Dans cette étude, nous mesurons l'impact d'un choc de santé sévère, le diagnostic d'un cancer, sur la mobilité des individus entre quatre situations professionnelles. Nous estimons des matrices de transition annuelle entre l'emploi permanent, l'emploi non permanent, le chômage et l'inactivité, afin de comparer les expériences de mobilité pour deux populations: 1) 3168 individus atteints d'un cancer entre 2006 et 2009, 2) 282035 individus sélectionnés dans la population générale, sans maladie chronique. Ce second groupe a été constitué au moyen d'un algorithme d'appariement exact, afin de résoudre les erreurs liées à une absence de support commun entre les populations comparées. Les déterminants de la dynamique de mobilité sont estimés par un modèle logit multinomial dynamique à effets aléatoires, sur un panel de données administratives sur les parcours professionnels: Hygie (2005-2011). Plusieurs modèles sont estimés : le premier en stratifiant selon le genre quel que soit le site du cancer, le deuxième pour la population de femmes atteintes d'un cancer du sein, le dernier pour les hommes touchés par un cancer de la prostate.

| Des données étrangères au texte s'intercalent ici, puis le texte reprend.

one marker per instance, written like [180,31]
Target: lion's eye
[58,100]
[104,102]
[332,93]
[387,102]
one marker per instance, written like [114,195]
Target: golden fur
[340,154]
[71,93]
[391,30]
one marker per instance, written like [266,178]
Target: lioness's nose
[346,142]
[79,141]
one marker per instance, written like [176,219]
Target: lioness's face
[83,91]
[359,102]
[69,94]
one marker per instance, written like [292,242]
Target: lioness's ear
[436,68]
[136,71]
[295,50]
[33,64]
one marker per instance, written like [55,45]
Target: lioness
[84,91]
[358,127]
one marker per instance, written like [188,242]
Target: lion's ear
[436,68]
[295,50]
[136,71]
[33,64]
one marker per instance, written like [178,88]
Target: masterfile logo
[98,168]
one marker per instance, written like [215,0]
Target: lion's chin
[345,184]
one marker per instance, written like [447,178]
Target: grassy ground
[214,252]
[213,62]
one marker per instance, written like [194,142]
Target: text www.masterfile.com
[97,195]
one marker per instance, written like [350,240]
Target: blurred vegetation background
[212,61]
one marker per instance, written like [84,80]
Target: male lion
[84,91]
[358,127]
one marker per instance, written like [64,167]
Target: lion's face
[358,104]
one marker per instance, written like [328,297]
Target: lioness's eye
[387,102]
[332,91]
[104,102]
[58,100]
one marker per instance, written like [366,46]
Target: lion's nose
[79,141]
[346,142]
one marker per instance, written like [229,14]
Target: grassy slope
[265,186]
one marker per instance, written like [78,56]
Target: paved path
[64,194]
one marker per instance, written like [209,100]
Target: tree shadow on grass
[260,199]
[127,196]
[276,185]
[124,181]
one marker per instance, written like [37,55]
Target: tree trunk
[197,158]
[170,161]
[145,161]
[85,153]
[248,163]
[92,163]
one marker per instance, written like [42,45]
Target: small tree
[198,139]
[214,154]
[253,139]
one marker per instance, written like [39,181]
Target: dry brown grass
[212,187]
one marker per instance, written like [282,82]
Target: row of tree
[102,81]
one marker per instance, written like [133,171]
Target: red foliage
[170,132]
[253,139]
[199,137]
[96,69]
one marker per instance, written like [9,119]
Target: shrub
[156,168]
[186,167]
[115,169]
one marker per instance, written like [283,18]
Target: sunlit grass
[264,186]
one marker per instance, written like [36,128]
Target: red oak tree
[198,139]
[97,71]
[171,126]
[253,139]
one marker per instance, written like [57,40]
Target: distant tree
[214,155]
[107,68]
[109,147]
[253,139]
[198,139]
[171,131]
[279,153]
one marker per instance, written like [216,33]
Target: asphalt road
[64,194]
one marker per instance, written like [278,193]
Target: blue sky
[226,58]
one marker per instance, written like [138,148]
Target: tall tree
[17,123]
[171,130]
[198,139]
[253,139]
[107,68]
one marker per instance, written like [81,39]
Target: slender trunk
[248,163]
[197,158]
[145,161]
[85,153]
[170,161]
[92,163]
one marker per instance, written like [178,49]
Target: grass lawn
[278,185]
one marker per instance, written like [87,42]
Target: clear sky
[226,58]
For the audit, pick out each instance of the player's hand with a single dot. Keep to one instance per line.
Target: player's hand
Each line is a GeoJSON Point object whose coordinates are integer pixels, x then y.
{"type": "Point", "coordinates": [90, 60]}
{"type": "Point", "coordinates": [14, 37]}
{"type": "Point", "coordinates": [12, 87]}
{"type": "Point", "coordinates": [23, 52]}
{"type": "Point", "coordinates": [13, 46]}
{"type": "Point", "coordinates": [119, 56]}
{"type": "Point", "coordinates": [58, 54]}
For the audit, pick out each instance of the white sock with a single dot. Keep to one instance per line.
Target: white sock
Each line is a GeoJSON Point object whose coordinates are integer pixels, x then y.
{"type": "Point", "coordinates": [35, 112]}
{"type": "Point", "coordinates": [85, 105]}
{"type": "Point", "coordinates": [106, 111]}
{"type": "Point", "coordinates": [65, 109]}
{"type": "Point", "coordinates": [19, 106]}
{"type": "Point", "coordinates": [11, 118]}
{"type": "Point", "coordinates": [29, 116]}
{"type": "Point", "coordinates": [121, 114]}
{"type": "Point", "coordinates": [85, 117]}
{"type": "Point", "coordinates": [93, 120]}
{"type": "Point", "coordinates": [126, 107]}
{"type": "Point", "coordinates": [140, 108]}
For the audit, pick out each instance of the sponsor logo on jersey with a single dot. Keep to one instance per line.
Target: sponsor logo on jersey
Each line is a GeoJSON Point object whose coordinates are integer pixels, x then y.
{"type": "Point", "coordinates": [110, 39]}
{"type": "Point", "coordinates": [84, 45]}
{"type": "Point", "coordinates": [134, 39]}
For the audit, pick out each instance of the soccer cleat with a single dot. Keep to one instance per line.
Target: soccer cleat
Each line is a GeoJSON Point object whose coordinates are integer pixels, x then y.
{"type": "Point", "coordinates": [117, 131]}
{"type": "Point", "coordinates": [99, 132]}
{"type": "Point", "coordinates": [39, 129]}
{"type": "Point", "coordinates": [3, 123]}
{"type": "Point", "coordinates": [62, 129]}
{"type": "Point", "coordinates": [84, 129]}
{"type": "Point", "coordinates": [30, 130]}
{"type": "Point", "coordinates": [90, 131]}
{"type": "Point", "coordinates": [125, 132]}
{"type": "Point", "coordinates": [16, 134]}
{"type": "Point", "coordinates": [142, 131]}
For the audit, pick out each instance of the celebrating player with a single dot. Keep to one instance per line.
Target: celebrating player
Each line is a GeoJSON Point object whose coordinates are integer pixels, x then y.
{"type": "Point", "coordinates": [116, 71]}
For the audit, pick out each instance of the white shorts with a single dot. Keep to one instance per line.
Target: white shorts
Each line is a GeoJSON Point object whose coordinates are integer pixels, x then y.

Les résultats montrent que la population touchée par un cancer rencontre de grandes difficultés pour rester dans comme pour retrouver l'emploi, en particulier l'emploi permanent. Cet effet est plus marqué pour les hommes que pour les femmes. En outre, celles-ci semblent rencontrer plus de difficulté à demeurer active sur le marché du travail suite au choc de santé. Parmi les caractéristiques individuelles des malades, leur âge ainsi que pour les hommes leur âge d'entrée sur le marché du travail, proxy du niveau de qualification, sont des éléments protecteurs contre les transitions vers l'inactivité. Toutefois, les conséquences négatives du cancer sur l'emploi sont atténuées par une bonne santé antérieurement au diagnostic et par la durée de la carrière professionnelle stable dans l'emploi pour les malades masculins. Enfin, une durée longue des arrêts maladie survenus après le diagnostic de cancer favorise les transitions vers le chômage et l'inactivité au détriment de l'emploi.
Les femmes atteintes par un cancer du sein ne montrent pas de différences significatives en termes de trajectoires professionnelles par rapport au groupe des femmes touchées par le cancer en général. En revanche, le groupe des salariés atteints d'un cancer de la prostate se caractérise par une transition plus fréquente vers et un maintien plus long dans l'état de chômage, probablement du fait des politiques facilitant la sortie progressive de l'activité des salariés âgés.